Guy Pfalzgraff (History, ’70) received the Community Leadership Award for his lifetime of public service in Colorado’s rural communities, serving on several boards and committees around the state. He recently donated $100,000 to FLC’s History Department.
The Faculty and Staff Award for Service goes to an outstanding faculty or staff member who has excelled in building relationships with students and alumni. This year’s award winner is Bryant Liggett (English – Communication, ’98) for his decades-long devotion to FLC’s public radio station, KDUR.

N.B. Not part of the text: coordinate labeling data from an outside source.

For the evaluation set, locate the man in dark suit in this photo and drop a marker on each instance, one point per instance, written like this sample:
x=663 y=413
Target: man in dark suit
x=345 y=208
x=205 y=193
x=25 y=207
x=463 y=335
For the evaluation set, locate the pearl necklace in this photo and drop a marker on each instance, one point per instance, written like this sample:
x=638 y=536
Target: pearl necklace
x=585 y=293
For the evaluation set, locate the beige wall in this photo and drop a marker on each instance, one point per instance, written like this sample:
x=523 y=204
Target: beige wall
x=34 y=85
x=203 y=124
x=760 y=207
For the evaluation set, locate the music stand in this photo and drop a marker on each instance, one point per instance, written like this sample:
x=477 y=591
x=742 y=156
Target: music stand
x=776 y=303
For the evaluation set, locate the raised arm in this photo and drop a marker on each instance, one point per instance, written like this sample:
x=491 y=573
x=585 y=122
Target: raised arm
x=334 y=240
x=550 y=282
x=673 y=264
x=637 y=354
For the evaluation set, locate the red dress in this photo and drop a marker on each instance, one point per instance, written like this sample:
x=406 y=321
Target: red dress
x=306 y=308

“[Bryant] recognizes the immense potential that alumni possess in serving as valuable resources for our current students,” said nominator Kendra Gallego Reichle, director of Student Well-Being. ”By actively involving them, he imparts a sense of belonging, nurtures a love for music, and fosters a strong sense of community within our student body.”

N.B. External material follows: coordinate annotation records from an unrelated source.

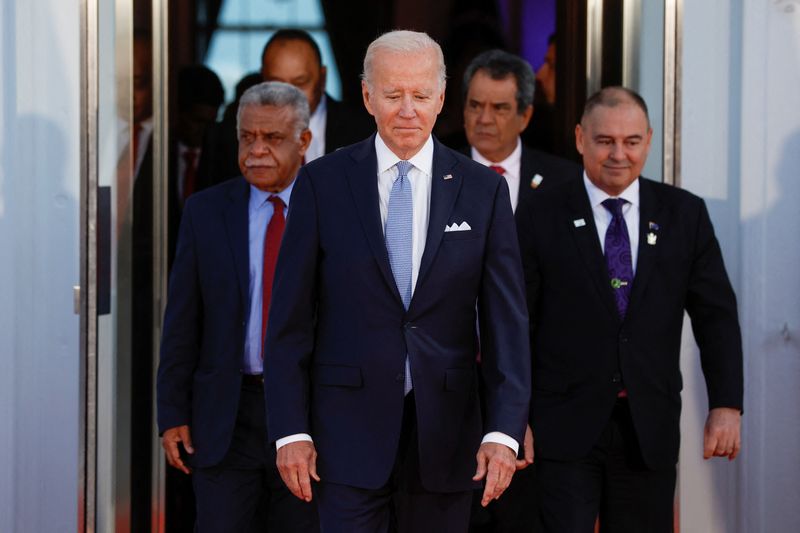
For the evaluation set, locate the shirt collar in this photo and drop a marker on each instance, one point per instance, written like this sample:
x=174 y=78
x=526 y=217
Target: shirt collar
x=509 y=163
x=422 y=160
x=596 y=195
x=259 y=197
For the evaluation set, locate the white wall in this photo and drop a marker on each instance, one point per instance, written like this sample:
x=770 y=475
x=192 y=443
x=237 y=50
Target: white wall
x=741 y=151
x=39 y=223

Joslynn Lee (Chemistry – Biochemistry, ’06), an assistant professor in the Chemistry & Biochemistry Department, received the Service to FLC Award in recognition of her fearless dedication to the College’s reconciliation work and commitment to fostering a more inclusive and healing environment on Campus. Through her mentorship with students, she’s enhanced access to undergraduate research experiences for STEM students and helped secure the Colorado Outdoor Equity Grant, showcasing her passion for holistic education.
“The Alumni Engagement Office is thrilled about the revitalization of our Alumni Awards program,” said Rachel Frederico, alumni engagement officer of the Alumni Engagement Office. “Bringing back this program offers us the privilege to celebrate the achievements of our graduates. Our distinguished alumni are at the heart of what we do, and they reflect Fort Lewis College and our commitment to excellence. Each of these award winners serves as an inspiration to our students and the FLC community.”